Betsey Brewer, senior vice president of Pasadena insurance broker The Rule Co., told WorkCompCentral she is seeing workers’ compensation prices going up for small businesses with rate increases or between 10% and 15%, and some as high as 20%.

Brewer said carriers who had been absorbing increased claims costs are starting to tighten up. Some large companies have dramatically tightened up their underwriting standards in California, and Brewer said she routinely cautions clients that they might be forced to purchase coverage from a different carrier in a year or two, depending on appetite.

This means that small employers may have to go with the State Fund, which had filed pure premium rate is $4.37 per $100 of payroll. Even if the State Fund lowers its rate 7% as approved by its board of directors in October, that would still put its pure premium rate at $4.06, 37% higher than market rates.

Other experts interviewed by WorkCompCentral News essentially all said the market in California is hardening and carriers aren't buying into the politics of the advisory pure premium rate.

Carriers have good reason to be pessimistic.

At the WorkCompCentral Education Holiday Party this past Saturday, speaker after speaker uncovered little elements of SB 863 that are at the very least vague, but to me more alarming; huge holes that large trucks of indemnity will flow through.

While much of the current wisdom is that we won't know how SB 863 rolls out until regulations are issued, one thing I have determined that is absolutely demonstrable already - SB 863 is introducing a huge new level of complexity, and complexity ALWAYS drives costs up.

Always.

The Division of Workers' Compensation is busy creating new rules, and new forms; dozens of new forms it seems (and DWC is hardly through the rule making process). The new rules are complex, because the underlying concepts are complex. The procedural tools that SB 863 introduced require new tooling in claims departments, new programming, new procedures.

All of these changes require expenditures of time and mostly money. This expense has to paid somehow.

As I listened to the speakers and over and over again I couldn't help but think how much work attorneys are going to have with endless triable issues arising over things such as what is a "catastrophic" injury and conflicts with statutory presumptions of 100% disability versus AMA Guide definitions (Does "paralysis" include partial paralysis due to a stroke? Does "amputation" mean an entire limb, or just a digit?).

As I see SB 863 develop into "the law" I have to agree with Jones and his actuaries. The SB 863 panacea that was sold is not going to be realized, at least for some time. There will be a big change in how medical treatment and payment for treatment is handled, but whether or not that actually produces savings won't be understood for a couple of years.

Until then, from what I heard and am now understanding, the motivation behind litigating claims remains very, very high: that is the prospect of larger indemnity awards for comparatively minor disabilities.

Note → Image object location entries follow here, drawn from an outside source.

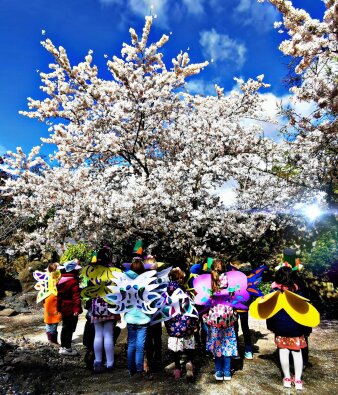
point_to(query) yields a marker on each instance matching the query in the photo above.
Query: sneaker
(219, 376)
(190, 370)
(298, 384)
(98, 367)
(287, 382)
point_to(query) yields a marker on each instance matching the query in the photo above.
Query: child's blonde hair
(52, 267)
(151, 261)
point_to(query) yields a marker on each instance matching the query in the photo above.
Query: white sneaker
(68, 351)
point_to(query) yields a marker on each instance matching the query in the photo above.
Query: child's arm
(77, 308)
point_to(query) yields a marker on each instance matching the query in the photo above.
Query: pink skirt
(291, 343)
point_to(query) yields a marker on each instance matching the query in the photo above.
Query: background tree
(139, 157)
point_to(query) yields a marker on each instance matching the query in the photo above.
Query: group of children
(218, 321)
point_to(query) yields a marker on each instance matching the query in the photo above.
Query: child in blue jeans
(221, 337)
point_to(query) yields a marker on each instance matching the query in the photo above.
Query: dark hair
(217, 268)
(284, 276)
(177, 274)
(52, 267)
(104, 256)
(137, 265)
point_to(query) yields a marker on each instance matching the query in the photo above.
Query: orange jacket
(51, 314)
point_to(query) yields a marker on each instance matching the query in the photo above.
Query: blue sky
(237, 34)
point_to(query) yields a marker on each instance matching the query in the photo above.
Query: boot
(54, 338)
(49, 336)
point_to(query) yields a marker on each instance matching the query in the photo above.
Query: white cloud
(3, 150)
(222, 48)
(194, 6)
(261, 16)
(201, 87)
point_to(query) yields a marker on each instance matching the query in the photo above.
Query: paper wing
(266, 306)
(254, 278)
(300, 309)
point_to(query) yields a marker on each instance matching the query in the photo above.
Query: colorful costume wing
(234, 295)
(141, 292)
(95, 291)
(298, 308)
(46, 284)
(98, 274)
(178, 302)
(101, 277)
(189, 285)
(266, 306)
(254, 278)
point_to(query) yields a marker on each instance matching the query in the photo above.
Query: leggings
(104, 338)
(177, 357)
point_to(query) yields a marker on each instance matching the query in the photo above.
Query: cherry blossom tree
(313, 46)
(139, 157)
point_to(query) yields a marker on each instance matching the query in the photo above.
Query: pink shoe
(177, 373)
(287, 382)
(298, 384)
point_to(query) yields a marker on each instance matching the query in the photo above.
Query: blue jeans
(222, 364)
(136, 340)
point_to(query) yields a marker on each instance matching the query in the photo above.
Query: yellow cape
(298, 308)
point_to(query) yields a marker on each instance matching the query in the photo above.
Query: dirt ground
(29, 365)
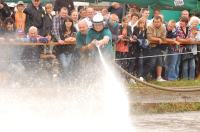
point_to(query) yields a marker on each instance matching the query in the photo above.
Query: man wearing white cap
(99, 36)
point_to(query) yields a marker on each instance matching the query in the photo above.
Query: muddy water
(171, 122)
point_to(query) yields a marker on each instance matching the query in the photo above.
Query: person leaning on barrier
(100, 36)
(64, 3)
(47, 28)
(141, 50)
(172, 62)
(31, 54)
(20, 17)
(124, 41)
(63, 52)
(113, 25)
(4, 10)
(58, 23)
(81, 38)
(187, 59)
(34, 15)
(156, 32)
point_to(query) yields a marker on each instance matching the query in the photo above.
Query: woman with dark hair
(65, 52)
(9, 28)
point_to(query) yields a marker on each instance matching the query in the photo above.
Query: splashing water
(85, 105)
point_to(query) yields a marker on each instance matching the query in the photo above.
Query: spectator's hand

We'll see how carriers react now that Jones has issued his rate recommendation. In September, 25 carriers filed for pure premium rate increases that averaged 14.3%. In October, two carriers filed for no rate change, while American Alternative Insurance Corp. filed for a 10.7% increase.

As of Friday evening, no carrier had filed a pure premium rate with the department since Oct. 16. Some feel that the allure of California's volume creates good competition between carriers depending upon various business models.

While some carriers will reduce their exposure on new policies, other insurers are going to sell comp policies only as part of a package that includes another line of coverage. And as much as carriers want and need to improve profitability, they can’t significantly increase premiums if they want to keep writing in California.

Time will tell. Workers' compensation is a political animal. There are always winners and losers, and the roster of winners and losers rotates with every "reform." What Jones is saying is that he's not a betting man. Or that least the odds-makers aren't providing any clear directions on the bet.